Ieri, presso l’Auditorium di Mirandola, si è svolto l’incontro musicale e culturale dal titolo “Il malato nella sanità del futuro”.
Medici, istituzioni e tecnici hanno fatto emergere i punti di sviluppo necessari alla sanità nel nostro Paese, con un’attenzione speciale al malato: il paziente è al centro e la filosofia sanitaria deve passare dal “to cure” (curare) al “to care” (avere cura).
In un mondo in cui si assiste ad un progressivo invecchiamento della popolazione e ad un incremento di patologie croniche, l’obiettivo della sanità contemporanea è quello di trovare l’intesa tra la volontà di porre il paziente al centro e le risorse disponibili. Si assiste dunque all’ideazione di percorsi di prevenzione, diagnosi e cura sempre più organizzati. Inoltre, l’attuale situazione pandemica, ha accelerato la visione futura di una sanità che richiede una riorganizzazione, per essere più vicina al paziente anche in remoto.

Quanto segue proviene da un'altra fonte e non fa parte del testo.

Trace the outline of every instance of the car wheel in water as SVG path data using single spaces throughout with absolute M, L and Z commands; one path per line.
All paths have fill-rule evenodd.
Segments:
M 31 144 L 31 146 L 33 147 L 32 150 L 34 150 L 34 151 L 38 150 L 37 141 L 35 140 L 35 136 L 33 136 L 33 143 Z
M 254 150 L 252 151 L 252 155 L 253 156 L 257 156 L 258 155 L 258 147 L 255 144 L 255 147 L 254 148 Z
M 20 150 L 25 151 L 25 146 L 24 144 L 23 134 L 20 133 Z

È possibile pensare ad una organizzazione diversa delle cure, che metta il paziente al centro di un processo di nuova umanizzazione della medicina? È ipotizzabile un modello di integrazione Ospedale Territorio? Quali leve vi sono per migliorare la sostenibilità economica del SSN? Queste e molte altre sono state le domande oggetto dell’incontro musicale e culturale “Il malato nella sanità del futuro”, tenutosi oggi, presso l’Auditorium Rita Levi Montalcini di Mirandola, e promosso da Eurosets, azienda di Medolla specializzata nella progettazione, produzione e commercializzazione di dispositivi biomedicali.
L’incontro, che ha visto avvicendarsi medici, professori e dirigenti del panorama sanitario italiano per immaginare il futuro della sanità in Italia, è stato accompagnato dalla musica, linguaggio universale dalla medicina alla terapia, di Alessandra Fogliani al pianoforte, Elena Luppi alla viola e Tania Righi al violino.

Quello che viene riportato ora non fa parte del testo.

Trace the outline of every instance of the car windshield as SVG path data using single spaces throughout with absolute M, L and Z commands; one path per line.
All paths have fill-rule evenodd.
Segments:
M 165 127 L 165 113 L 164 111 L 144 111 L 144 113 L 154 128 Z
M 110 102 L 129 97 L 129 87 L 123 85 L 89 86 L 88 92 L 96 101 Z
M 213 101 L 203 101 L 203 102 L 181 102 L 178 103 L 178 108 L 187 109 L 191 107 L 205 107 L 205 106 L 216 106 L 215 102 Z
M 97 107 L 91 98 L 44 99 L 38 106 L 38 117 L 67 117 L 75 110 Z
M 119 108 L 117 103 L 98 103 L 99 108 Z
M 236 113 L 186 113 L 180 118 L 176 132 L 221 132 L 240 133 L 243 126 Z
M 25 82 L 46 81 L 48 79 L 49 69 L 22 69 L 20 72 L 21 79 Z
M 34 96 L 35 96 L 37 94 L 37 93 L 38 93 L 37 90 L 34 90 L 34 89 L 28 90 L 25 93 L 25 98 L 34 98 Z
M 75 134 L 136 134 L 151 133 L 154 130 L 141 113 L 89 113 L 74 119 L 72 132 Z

Il malato nella sanità del futuro: quale la visione degli specialisti?
La medicina del futuro è personalizzata, a misura d’uomo, unisce qualità a sostenibilità, prevede una sanità dove le più moderne tecnologie incontrano le migliori competenze medico-scientifiche in un’organizzazione centrata sui bisogni del malato e con l’obiettivo di integrare persone, tecnologie e informazioni generando costantemente valore nella risposta ai bisogni di salute dei cittadini.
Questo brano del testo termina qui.